Ferenczi morreu em 22 de maio de 1933, de anemia perniciosa. Freud escreveu, em seu necrológio: “Ele soube fazer de todos nós seus alunos (…) É impossível que a história de nossa ciência algum dia venha a esquecê-lo”. Mas Ferenczi foi esquecido por mais de 50 anos. São os impasses da clínica contemporânea que levam os psicanalistas a se tornarem, novamente, seus alunos.
SZECSÖDY, I. (2007). Sándor Ferenczi—the first intersubjectivist. The Scandinavian Psychoanalytic Review Vol. 30, Iss. 1.
BALINT, M. Prefácio in Sándor Ferenczi. Psicanálise I. São Paulo: Martins Fontes, 1991.
BALINT, M. Prefácio in Sándor Ferenczi. Psicanálise II. São Paulo: Martins Fontes, 1992.

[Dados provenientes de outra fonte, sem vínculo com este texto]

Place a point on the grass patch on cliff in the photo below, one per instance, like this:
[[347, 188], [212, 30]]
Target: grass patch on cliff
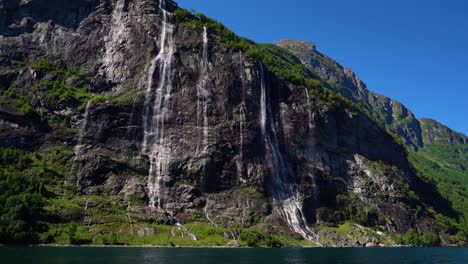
[[452, 185]]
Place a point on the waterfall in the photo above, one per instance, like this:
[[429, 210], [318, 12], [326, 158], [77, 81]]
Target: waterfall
[[286, 198], [78, 149], [114, 41], [202, 96], [157, 109], [309, 112], [242, 119]]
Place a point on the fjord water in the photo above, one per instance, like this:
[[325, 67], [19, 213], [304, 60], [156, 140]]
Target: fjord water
[[71, 255]]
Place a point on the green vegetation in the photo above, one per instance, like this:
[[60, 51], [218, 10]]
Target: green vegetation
[[450, 183]]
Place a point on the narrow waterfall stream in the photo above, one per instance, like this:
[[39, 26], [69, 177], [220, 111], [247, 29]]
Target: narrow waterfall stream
[[242, 119], [309, 112], [157, 100], [202, 97], [286, 199], [116, 38], [156, 110]]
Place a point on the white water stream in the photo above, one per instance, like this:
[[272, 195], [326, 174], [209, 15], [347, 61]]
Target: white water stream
[[202, 97], [156, 110], [287, 200]]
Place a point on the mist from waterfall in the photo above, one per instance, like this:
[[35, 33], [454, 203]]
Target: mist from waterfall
[[286, 199], [157, 109], [242, 120], [78, 149], [202, 98]]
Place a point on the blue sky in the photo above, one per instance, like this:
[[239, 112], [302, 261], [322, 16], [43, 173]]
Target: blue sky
[[415, 51]]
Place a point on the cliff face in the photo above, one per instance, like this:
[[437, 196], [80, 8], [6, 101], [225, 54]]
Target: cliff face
[[130, 103], [435, 133]]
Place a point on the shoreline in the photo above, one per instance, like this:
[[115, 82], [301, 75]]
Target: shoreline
[[209, 247]]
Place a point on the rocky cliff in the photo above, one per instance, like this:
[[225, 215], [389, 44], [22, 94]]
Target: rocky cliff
[[137, 115]]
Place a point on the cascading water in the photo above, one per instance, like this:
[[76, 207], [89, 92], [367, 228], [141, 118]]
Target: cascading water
[[242, 118], [78, 149], [114, 41], [202, 97], [156, 112], [309, 112], [286, 199], [157, 109]]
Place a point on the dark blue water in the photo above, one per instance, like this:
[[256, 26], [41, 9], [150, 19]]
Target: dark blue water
[[69, 255]]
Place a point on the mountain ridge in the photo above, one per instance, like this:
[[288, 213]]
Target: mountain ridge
[[152, 134]]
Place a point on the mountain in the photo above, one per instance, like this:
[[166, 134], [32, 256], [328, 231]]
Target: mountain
[[437, 152], [140, 123]]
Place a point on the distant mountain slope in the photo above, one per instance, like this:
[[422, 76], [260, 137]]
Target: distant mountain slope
[[395, 116], [439, 154]]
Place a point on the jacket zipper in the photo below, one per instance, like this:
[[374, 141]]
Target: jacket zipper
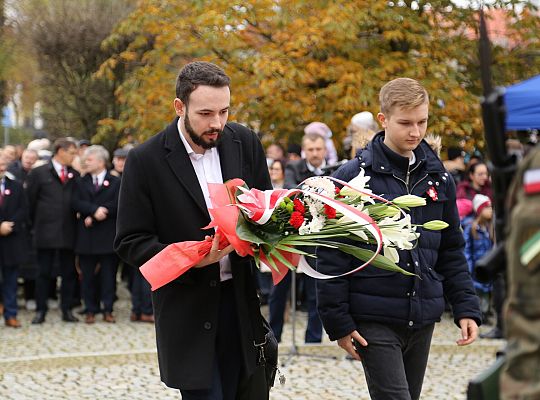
[[407, 186]]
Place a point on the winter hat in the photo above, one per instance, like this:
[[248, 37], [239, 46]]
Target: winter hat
[[464, 207], [480, 202]]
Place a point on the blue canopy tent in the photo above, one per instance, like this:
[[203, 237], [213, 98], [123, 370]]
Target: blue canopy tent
[[523, 105]]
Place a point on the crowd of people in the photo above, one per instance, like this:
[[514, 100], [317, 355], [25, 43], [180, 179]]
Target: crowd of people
[[69, 224], [64, 214], [58, 219], [290, 165]]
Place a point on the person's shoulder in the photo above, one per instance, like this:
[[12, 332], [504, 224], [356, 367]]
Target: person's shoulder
[[40, 170], [296, 164], [239, 130], [348, 170], [112, 178], [13, 182]]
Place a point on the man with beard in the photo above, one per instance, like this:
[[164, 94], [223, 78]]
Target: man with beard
[[204, 318]]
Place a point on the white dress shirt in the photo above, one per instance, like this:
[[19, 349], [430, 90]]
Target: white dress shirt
[[58, 168], [207, 167], [100, 176]]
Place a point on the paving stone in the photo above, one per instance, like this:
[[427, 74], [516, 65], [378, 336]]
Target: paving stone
[[118, 361]]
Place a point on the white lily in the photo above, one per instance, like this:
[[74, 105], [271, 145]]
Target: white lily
[[391, 253], [398, 232], [320, 184], [361, 233], [358, 185]]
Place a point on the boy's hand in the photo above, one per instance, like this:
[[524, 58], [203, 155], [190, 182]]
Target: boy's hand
[[469, 331], [347, 344]]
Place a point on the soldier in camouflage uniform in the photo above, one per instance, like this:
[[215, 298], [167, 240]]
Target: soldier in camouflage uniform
[[521, 374]]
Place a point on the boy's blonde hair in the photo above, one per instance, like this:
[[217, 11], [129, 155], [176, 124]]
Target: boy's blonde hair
[[402, 93]]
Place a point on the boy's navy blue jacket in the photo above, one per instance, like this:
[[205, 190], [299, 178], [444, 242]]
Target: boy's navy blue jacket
[[373, 294]]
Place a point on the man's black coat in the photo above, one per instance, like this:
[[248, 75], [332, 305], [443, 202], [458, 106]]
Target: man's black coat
[[161, 202], [98, 238], [53, 218], [13, 247]]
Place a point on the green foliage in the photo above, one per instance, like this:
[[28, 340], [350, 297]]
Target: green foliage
[[65, 39]]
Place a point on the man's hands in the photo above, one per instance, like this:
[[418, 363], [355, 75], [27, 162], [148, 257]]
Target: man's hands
[[215, 254], [101, 213], [346, 343], [469, 331], [6, 228]]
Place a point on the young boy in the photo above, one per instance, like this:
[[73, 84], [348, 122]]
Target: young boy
[[383, 318]]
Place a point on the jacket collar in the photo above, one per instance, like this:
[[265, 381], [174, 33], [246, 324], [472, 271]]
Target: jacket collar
[[384, 160], [178, 159]]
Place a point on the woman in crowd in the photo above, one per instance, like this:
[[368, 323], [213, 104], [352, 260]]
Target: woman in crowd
[[477, 182], [277, 173], [478, 234]]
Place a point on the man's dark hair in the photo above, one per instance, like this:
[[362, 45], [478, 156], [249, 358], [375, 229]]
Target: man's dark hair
[[63, 143], [454, 152], [199, 73]]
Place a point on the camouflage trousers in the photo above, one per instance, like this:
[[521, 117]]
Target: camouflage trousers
[[520, 378]]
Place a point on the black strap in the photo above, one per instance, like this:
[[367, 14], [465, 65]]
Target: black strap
[[257, 323]]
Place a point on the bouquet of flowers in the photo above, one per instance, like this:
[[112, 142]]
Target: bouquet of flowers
[[274, 226]]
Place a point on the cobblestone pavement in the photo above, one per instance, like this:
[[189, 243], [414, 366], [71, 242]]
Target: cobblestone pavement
[[58, 360]]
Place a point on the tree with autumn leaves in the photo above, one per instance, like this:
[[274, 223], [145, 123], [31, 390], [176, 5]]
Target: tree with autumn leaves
[[293, 62]]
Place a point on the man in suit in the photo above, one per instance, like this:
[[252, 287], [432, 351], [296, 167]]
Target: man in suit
[[204, 318], [21, 168], [13, 214], [28, 268], [313, 163], [49, 189], [95, 199], [314, 149]]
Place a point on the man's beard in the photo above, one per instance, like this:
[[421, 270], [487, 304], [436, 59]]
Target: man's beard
[[198, 140]]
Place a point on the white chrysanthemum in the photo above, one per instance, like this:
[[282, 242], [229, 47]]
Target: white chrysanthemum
[[358, 184], [398, 232], [314, 206], [313, 226], [361, 233], [320, 185]]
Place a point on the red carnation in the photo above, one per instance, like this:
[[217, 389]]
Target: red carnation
[[299, 206], [329, 211], [297, 219]]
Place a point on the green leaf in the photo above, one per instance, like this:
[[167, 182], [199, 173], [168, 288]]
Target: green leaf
[[271, 261], [379, 261], [293, 250], [283, 260]]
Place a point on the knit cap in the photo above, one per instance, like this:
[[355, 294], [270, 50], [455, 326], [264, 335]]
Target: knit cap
[[480, 202]]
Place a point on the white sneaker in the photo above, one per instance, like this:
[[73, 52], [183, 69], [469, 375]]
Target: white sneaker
[[30, 305], [52, 304]]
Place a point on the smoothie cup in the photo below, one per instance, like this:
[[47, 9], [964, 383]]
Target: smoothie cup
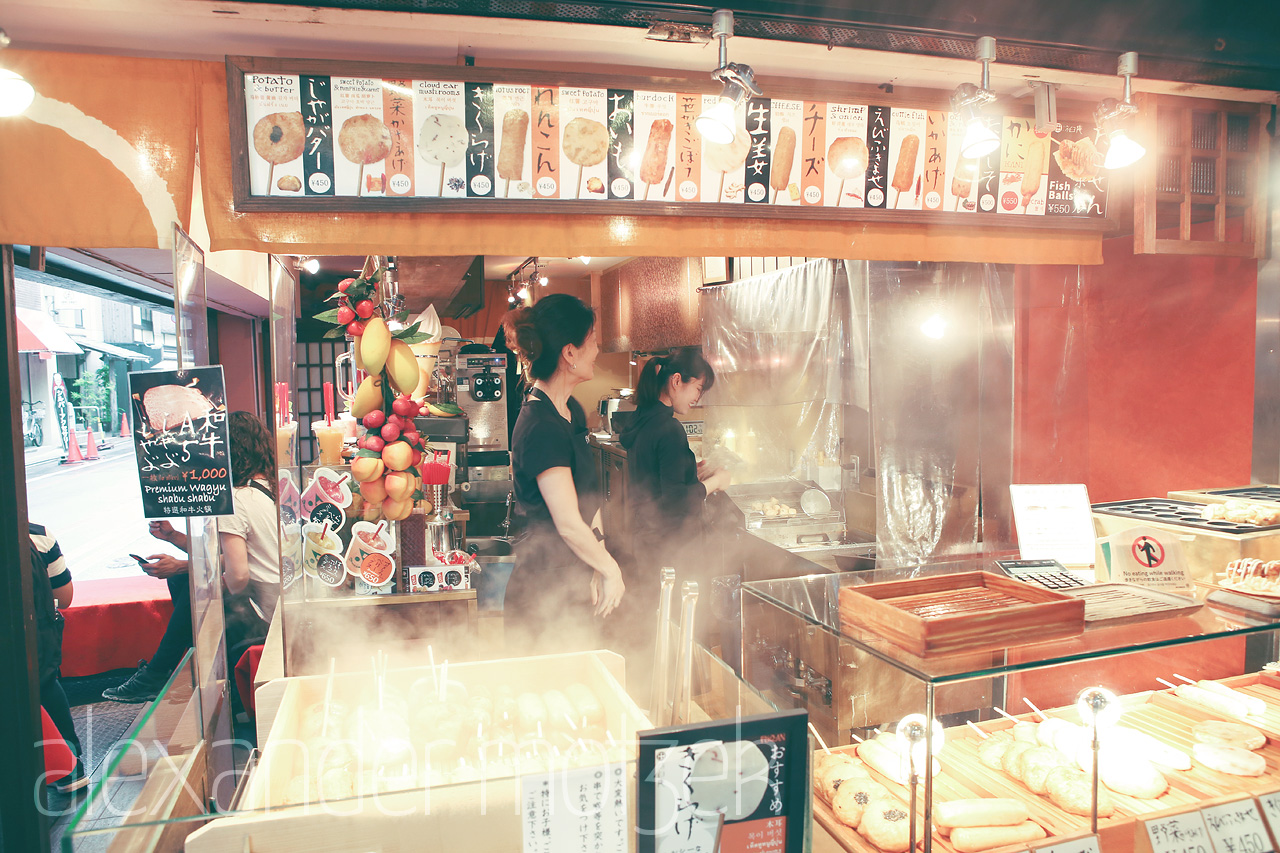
[[321, 555], [365, 539]]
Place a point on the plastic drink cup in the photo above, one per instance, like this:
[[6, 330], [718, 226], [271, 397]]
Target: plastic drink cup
[[329, 438], [284, 445]]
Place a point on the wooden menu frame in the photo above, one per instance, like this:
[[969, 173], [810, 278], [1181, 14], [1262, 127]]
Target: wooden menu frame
[[237, 68]]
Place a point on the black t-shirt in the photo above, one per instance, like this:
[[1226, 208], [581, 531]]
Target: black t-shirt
[[543, 439]]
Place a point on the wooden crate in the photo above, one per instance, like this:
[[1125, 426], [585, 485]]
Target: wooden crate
[[967, 611]]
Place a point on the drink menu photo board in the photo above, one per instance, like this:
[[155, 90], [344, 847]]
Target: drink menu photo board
[[182, 443], [728, 785], [415, 141]]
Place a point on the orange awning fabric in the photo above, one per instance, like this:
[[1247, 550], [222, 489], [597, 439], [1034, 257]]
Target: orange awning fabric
[[37, 333], [104, 158]]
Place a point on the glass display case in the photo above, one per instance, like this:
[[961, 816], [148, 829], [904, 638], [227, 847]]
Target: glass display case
[[1009, 717]]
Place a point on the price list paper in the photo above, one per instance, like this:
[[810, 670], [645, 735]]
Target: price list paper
[[1184, 833], [1237, 828], [577, 810], [182, 443]]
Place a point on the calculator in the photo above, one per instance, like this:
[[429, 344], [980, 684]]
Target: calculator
[[1045, 573]]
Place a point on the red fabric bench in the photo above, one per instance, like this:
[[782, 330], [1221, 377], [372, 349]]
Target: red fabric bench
[[113, 624]]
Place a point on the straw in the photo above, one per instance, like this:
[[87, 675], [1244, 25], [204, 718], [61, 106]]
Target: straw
[[818, 737], [328, 698]]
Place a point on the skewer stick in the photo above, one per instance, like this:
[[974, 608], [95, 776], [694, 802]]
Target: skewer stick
[[328, 698], [818, 737]]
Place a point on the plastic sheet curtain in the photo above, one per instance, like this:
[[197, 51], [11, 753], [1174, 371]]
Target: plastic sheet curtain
[[778, 343], [938, 343]]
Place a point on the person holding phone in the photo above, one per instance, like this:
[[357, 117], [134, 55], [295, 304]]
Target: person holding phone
[[151, 675]]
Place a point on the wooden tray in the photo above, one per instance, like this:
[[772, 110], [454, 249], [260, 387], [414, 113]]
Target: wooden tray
[[1160, 714], [968, 611]]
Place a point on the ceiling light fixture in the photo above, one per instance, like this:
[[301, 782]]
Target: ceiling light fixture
[[1112, 117], [16, 92], [720, 123], [968, 101]]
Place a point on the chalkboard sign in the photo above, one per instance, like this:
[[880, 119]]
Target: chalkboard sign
[[182, 443], [725, 785]]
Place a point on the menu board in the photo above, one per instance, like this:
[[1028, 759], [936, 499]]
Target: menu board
[[182, 443], [314, 136], [728, 785]]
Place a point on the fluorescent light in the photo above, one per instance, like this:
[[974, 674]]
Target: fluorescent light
[[16, 94], [1123, 151]]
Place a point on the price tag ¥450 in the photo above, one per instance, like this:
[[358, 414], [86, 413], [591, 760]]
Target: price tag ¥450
[[1237, 828]]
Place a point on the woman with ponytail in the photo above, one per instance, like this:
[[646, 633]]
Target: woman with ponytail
[[666, 483], [565, 579]]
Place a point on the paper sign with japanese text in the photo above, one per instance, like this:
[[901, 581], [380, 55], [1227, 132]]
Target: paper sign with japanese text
[[740, 780], [182, 442]]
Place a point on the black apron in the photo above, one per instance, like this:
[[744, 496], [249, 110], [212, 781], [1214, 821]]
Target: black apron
[[551, 584]]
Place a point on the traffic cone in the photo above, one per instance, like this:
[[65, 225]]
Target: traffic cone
[[73, 455]]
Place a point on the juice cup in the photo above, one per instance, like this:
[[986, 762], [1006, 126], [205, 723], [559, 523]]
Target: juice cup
[[329, 438], [321, 555], [365, 539], [284, 436]]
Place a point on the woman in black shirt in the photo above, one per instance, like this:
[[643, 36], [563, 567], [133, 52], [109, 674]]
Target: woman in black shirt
[[563, 578], [666, 483]]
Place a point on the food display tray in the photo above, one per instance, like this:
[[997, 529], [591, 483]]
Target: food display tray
[[1161, 715], [968, 611], [1182, 514], [1130, 602]]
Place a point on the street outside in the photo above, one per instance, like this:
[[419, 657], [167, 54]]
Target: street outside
[[95, 510]]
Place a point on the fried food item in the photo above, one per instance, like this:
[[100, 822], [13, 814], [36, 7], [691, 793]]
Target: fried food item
[[511, 151], [653, 167], [904, 172], [972, 839], [784, 158], [887, 826], [364, 140], [1229, 734], [585, 142], [279, 137], [726, 156], [1072, 790], [848, 158], [442, 140], [1078, 159], [854, 797]]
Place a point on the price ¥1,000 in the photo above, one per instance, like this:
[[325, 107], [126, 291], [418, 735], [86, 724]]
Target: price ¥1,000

DUPONT, J. (1985). Prefácio in Journal Clinique. Payot: Paris.
FREUD, S. (1933). Sándor Ferenczi. Edição Standard Brasileira. Rio de Janeiro: Imago, 1976, vol. 22, p. 227.
SABOURIN, P. (1985). Ferenczi, paladino et grand vizir secret. Bégédis: Éditions Universitaires.
SZECSÖDY, I. (2007). Sándor Ferenczi – the first intersubjectivist. The Scandinavian Psychoanalytic Review, vol. 30, 1.